Seule sur scène pendant une heure et demie, Marie-Éve Fontaine livre une performance renversante dans la pièce «Le dire de Di», une création du dramaturge franco-ontarien Michel Ouellette.

«Le dire de Di»: envoûtant voyage au pays de l’adolescence

Le dramaturge franco-ontarien Michel Ouellette a trouvé en Marie-Ève Fontaine la caisse de résonance plus que parfaite pour faire exploser sa prose imagée, jeudi, à salle Multi de Méduse. Dans «Le dire de Di», la jeune comédienne, complètement habitée par son personnage, déploie une énergie et une fougue peu communes pour recréer le bouillonnement émotif d’une adolescente à la recherche d’absolu.
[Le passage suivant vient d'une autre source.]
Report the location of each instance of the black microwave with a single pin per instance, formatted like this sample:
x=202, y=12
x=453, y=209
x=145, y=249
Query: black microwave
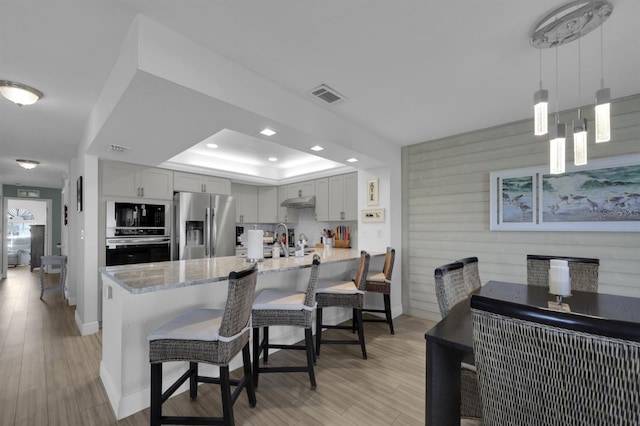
x=137, y=215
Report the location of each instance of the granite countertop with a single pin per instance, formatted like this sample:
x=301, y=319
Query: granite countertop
x=149, y=277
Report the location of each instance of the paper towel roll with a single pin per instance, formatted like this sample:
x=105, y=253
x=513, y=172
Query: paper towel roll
x=559, y=281
x=254, y=244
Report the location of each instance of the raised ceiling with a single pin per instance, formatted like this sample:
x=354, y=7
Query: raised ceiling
x=412, y=71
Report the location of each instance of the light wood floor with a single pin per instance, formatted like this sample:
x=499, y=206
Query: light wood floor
x=49, y=374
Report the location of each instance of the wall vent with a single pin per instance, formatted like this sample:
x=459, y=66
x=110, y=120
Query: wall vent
x=327, y=94
x=118, y=148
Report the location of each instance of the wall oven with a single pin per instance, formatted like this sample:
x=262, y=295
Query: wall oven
x=137, y=233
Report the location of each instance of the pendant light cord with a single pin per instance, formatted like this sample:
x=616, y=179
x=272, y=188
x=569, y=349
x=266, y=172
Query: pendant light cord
x=601, y=52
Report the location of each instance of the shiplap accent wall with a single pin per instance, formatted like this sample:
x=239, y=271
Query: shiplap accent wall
x=446, y=208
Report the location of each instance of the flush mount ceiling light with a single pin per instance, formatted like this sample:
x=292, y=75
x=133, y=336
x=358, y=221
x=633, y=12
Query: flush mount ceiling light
x=18, y=93
x=28, y=164
x=563, y=25
x=268, y=132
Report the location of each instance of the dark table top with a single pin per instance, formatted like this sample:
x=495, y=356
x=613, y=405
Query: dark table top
x=455, y=329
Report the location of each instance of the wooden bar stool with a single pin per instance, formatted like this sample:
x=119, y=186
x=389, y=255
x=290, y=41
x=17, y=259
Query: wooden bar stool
x=212, y=336
x=285, y=308
x=344, y=294
x=61, y=261
x=380, y=282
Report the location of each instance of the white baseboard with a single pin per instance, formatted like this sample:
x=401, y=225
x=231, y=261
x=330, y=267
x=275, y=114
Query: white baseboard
x=86, y=328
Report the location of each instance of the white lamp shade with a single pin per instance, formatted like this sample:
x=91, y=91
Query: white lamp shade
x=580, y=142
x=18, y=93
x=603, y=116
x=540, y=112
x=557, y=149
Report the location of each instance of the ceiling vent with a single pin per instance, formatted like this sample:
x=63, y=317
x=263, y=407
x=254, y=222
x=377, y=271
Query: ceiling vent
x=118, y=148
x=327, y=94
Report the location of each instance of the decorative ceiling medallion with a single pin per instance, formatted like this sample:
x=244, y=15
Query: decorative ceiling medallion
x=570, y=22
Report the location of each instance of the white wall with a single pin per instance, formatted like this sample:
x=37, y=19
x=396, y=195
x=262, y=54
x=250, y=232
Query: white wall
x=446, y=214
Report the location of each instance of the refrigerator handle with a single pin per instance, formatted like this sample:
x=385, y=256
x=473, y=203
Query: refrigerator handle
x=207, y=232
x=214, y=232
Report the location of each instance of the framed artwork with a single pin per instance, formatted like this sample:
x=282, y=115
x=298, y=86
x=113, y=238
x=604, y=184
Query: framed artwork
x=372, y=192
x=79, y=193
x=373, y=215
x=513, y=200
x=601, y=196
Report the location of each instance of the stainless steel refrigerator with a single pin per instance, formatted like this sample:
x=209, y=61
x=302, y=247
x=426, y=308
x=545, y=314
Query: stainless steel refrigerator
x=204, y=226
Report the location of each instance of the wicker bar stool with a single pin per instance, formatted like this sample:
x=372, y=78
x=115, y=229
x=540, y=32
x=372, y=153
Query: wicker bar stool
x=471, y=274
x=380, y=282
x=583, y=271
x=285, y=308
x=345, y=294
x=452, y=289
x=546, y=368
x=212, y=336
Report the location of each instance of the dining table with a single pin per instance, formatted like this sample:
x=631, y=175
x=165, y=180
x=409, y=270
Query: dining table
x=450, y=341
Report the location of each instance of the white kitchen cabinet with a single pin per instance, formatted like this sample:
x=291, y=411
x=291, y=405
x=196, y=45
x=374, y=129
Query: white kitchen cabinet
x=343, y=197
x=267, y=204
x=191, y=182
x=322, y=200
x=302, y=189
x=132, y=180
x=285, y=215
x=246, y=197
CRITIQUE/ Seule sur scène pendant une heure et demie, Marie-Ève Fontaine, originaire du Manitoba, livre une performance d’exception, revisitant toute une gamme d’émotions pour donner vie au personnage de Di (le diminutif de Diane), une jeune fille habitant un ailleurs imaginaire, perdu entre la forêt et les champs, avec une famille atypique formée de sa mère Makati, de son père Paclay et de Mario Morneau, le deuxième mari de sa mère. Tout ce beau monde devra composer avec un «grand malheur» qui viendra bouleverser «l’ordre cosmique des choses», soit l’arrivée d’une compagnie minière qui convoite leur terre.

Texte à apprivoiser

Le texte de Ouellette ne se laisse pas apprivoiser facilement, mais après s’être fait l’oreille, le public peut s’abandonner au vertige procuré par cette étonnante proposition théâtrale, où les mots virevoltent, sans temps mort, pour décrire le maelstrom émotionnel propre à l’adolescence qu’est sur le point de quitter Di, 16 ans, «presque 17».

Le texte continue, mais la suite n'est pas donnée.